Contuve la respiración. No tenía ni idea de a qué se refería con eso de los objetos para localizarla; pero la revelación de que la niña que llevaba meses buscando, se encontraba a pocos metros, acabó por alterarme del todo.

Por suerte, no tardé en alcanzar ese punto en el que el cansancio reina sobre cualquier otro sentimiento, por importante que parezca. Solo deseaba que todo acabase, sin importarme demasiado el resultado. Si debía morir, o debíamos morir todos, perfecto, pero que ocurriese ya, sin más complicaciones ni absurdos retrasos. Aceptaba cualquier consecuencia, así como mi inutilidad en un momento como aquel, en el que iba a encontrarme con fuerzas cuya dimensión se escapaban a mi conocimiento.
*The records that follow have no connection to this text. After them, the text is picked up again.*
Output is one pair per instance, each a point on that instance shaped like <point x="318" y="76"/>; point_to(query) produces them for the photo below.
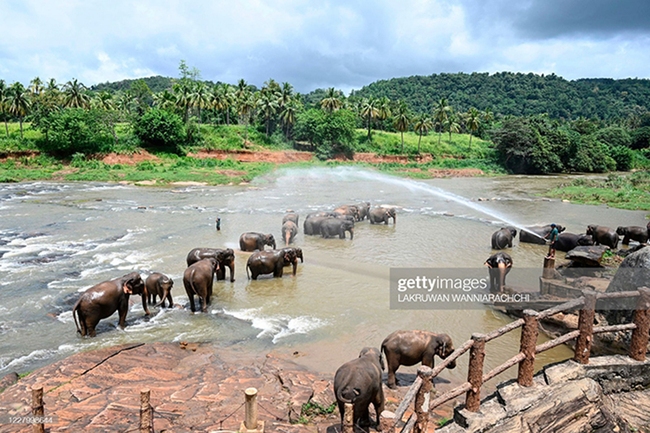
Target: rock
<point x="587" y="255"/>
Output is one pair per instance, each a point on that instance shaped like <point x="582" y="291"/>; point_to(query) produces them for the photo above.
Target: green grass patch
<point x="631" y="191"/>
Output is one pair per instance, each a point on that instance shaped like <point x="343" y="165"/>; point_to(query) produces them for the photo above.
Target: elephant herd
<point x="206" y="264"/>
<point x="359" y="381"/>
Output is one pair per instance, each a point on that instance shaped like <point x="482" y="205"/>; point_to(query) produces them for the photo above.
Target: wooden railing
<point x="528" y="349"/>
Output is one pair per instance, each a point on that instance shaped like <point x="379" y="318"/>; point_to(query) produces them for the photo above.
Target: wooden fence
<point x="528" y="349"/>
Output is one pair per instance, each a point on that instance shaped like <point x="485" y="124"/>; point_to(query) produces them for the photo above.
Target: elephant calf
<point x="359" y="382"/>
<point x="104" y="299"/>
<point x="410" y="347"/>
<point x="158" y="284"/>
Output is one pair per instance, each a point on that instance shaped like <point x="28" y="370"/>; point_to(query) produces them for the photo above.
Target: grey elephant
<point x="270" y="262"/>
<point x="337" y="226"/>
<point x="289" y="232"/>
<point x="198" y="279"/>
<point x="635" y="233"/>
<point x="359" y="382"/>
<point x="159" y="285"/>
<point x="499" y="264"/>
<point x="225" y="257"/>
<point x="103" y="299"/>
<point x="380" y="215"/>
<point x="603" y="235"/>
<point x="251" y="241"/>
<point x="568" y="241"/>
<point x="536" y="234"/>
<point x="410" y="347"/>
<point x="503" y="238"/>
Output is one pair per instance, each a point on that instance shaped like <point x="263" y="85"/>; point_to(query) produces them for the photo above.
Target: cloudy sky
<point x="313" y="44"/>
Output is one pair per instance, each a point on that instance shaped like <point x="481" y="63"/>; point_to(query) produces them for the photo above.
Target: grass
<point x="630" y="191"/>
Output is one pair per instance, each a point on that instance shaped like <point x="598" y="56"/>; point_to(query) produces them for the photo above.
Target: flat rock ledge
<point x="193" y="388"/>
<point x="610" y="394"/>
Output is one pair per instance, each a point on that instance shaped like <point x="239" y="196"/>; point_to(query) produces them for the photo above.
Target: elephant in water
<point x="104" y="299"/>
<point x="410" y="347"/>
<point x="503" y="238"/>
<point x="251" y="241"/>
<point x="359" y="382"/>
<point x="499" y="265"/>
<point x="158" y="284"/>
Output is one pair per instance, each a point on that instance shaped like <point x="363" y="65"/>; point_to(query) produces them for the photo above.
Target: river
<point x="58" y="239"/>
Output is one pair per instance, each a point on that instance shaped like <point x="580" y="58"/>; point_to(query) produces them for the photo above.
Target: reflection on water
<point x="59" y="239"/>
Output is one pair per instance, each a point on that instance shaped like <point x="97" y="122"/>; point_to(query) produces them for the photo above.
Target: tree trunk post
<point x="146" y="412"/>
<point x="639" y="342"/>
<point x="586" y="327"/>
<point x="422" y="399"/>
<point x="348" y="418"/>
<point x="527" y="345"/>
<point x="475" y="373"/>
<point x="38" y="410"/>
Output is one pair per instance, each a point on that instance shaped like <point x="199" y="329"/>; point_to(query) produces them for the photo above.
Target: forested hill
<point x="518" y="94"/>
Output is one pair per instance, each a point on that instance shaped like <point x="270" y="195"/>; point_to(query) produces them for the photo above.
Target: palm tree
<point x="422" y="124"/>
<point x="4" y="97"/>
<point x="74" y="95"/>
<point x="402" y="119"/>
<point x="473" y="121"/>
<point x="331" y="102"/>
<point x="451" y="124"/>
<point x="19" y="103"/>
<point x="440" y="112"/>
<point x="369" y="111"/>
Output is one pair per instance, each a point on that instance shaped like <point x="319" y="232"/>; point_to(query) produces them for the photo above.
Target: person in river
<point x="552" y="237"/>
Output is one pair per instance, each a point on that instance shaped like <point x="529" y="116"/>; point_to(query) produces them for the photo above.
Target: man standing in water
<point x="552" y="236"/>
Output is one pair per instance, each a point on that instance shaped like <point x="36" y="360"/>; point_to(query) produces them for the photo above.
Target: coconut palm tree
<point x="19" y="103"/>
<point x="331" y="102"/>
<point x="74" y="96"/>
<point x="472" y="121"/>
<point x="369" y="111"/>
<point x="422" y="124"/>
<point x="440" y="113"/>
<point x="402" y="119"/>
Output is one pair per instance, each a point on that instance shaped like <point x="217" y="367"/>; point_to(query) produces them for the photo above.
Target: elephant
<point x="410" y="347"/>
<point x="568" y="241"/>
<point x="251" y="241"/>
<point x="380" y="215"/>
<point x="158" y="284"/>
<point x="270" y="262"/>
<point x="603" y="235"/>
<point x="359" y="382"/>
<point x="536" y="234"/>
<point x="503" y="238"/>
<point x="499" y="264"/>
<point x="349" y="209"/>
<point x="337" y="226"/>
<point x="198" y="279"/>
<point x="291" y="216"/>
<point x="289" y="232"/>
<point x="635" y="233"/>
<point x="103" y="299"/>
<point x="226" y="259"/>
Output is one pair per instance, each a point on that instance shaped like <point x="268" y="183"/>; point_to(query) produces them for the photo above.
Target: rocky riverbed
<point x="194" y="387"/>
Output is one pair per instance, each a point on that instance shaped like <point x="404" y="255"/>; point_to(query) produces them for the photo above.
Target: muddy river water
<point x="58" y="239"/>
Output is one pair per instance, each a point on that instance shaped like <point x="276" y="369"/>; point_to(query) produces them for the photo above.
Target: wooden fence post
<point x="527" y="345"/>
<point x="38" y="411"/>
<point x="348" y="418"/>
<point x="586" y="327"/>
<point x="146" y="412"/>
<point x="639" y="342"/>
<point x="422" y="400"/>
<point x="475" y="373"/>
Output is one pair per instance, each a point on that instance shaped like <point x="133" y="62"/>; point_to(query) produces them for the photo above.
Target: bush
<point x="160" y="130"/>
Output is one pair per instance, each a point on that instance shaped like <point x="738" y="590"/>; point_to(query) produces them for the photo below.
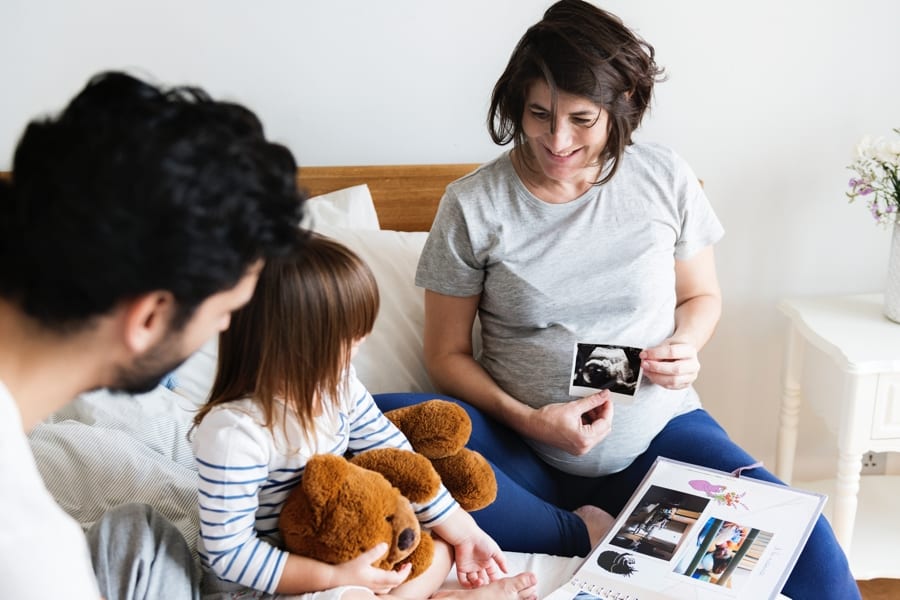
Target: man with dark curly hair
<point x="134" y="223"/>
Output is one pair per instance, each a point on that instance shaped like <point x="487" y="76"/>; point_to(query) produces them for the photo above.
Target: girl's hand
<point x="575" y="426"/>
<point x="478" y="558"/>
<point x="360" y="571"/>
<point x="672" y="364"/>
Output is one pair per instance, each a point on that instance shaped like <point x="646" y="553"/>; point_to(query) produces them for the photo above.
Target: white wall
<point x="765" y="99"/>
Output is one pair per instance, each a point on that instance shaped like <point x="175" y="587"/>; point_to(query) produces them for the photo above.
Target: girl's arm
<point x="575" y="426"/>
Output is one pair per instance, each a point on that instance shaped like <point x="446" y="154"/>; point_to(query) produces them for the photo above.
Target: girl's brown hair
<point x="293" y="340"/>
<point x="584" y="51"/>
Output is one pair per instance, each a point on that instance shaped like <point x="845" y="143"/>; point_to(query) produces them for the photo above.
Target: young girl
<point x="285" y="390"/>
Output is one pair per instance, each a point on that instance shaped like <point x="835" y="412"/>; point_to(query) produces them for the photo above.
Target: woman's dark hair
<point x="578" y="49"/>
<point x="133" y="189"/>
<point x="292" y="341"/>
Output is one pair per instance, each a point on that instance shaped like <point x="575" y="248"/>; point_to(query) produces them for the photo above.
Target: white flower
<point x="877" y="168"/>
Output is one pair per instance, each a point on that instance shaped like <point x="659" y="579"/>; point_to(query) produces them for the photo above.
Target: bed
<point x="104" y="449"/>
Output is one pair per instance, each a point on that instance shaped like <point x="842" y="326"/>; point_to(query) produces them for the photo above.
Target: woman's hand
<point x="576" y="426"/>
<point x="672" y="364"/>
<point x="360" y="571"/>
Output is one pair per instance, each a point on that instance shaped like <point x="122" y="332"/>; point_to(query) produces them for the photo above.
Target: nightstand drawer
<point x="886" y="416"/>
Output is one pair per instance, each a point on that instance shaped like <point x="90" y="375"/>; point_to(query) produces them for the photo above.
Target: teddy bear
<point x="439" y="430"/>
<point x="344" y="507"/>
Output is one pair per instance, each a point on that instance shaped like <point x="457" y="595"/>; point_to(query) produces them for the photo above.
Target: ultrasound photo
<point x="605" y="367"/>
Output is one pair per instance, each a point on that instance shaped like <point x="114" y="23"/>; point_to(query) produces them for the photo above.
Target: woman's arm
<point x="674" y="363"/>
<point x="575" y="426"/>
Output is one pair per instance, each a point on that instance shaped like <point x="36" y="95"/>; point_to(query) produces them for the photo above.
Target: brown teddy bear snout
<point x="406" y="539"/>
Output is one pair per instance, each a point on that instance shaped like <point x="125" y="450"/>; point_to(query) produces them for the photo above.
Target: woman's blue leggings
<point x="532" y="512"/>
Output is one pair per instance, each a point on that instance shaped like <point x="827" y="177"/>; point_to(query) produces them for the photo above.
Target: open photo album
<point x="689" y="532"/>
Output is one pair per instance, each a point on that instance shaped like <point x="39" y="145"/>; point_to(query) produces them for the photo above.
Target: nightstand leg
<point x="845" y="497"/>
<point x="790" y="407"/>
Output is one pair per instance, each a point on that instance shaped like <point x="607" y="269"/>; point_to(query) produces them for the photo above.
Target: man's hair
<point x="133" y="189"/>
<point x="584" y="51"/>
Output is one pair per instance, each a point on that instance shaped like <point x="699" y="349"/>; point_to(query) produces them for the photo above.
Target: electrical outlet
<point x="874" y="463"/>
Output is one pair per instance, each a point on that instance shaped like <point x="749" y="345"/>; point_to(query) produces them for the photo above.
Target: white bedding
<point x="104" y="449"/>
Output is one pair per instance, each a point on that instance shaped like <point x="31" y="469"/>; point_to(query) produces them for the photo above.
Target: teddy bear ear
<point x="436" y="428"/>
<point x="408" y="471"/>
<point x="322" y="477"/>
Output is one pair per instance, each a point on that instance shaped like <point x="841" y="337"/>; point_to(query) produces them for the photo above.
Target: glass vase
<point x="892" y="286"/>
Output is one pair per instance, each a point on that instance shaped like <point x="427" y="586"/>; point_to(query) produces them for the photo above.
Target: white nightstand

Pasamos por delante de la mezquita y de un solar sin construir que había junto a ella. Antes de girar a la derecha, observamos que tres niñas avanzaban a la carrera por el principio de la calle que subía desde el paseo marítimo. De repente, a la vez que una caía de bruces contra el suelo, otras tres figuras aparecían a toda velocidad.

Nos quedamos paralizados, sin saber a qué respondía exactamente la escena que se desarrollaba ante nuestros ojos, y que parecía sacada de una película de Hollywood.

—¡Vamos! —exclamó Román Giovanetti, corriendo hacia ellas.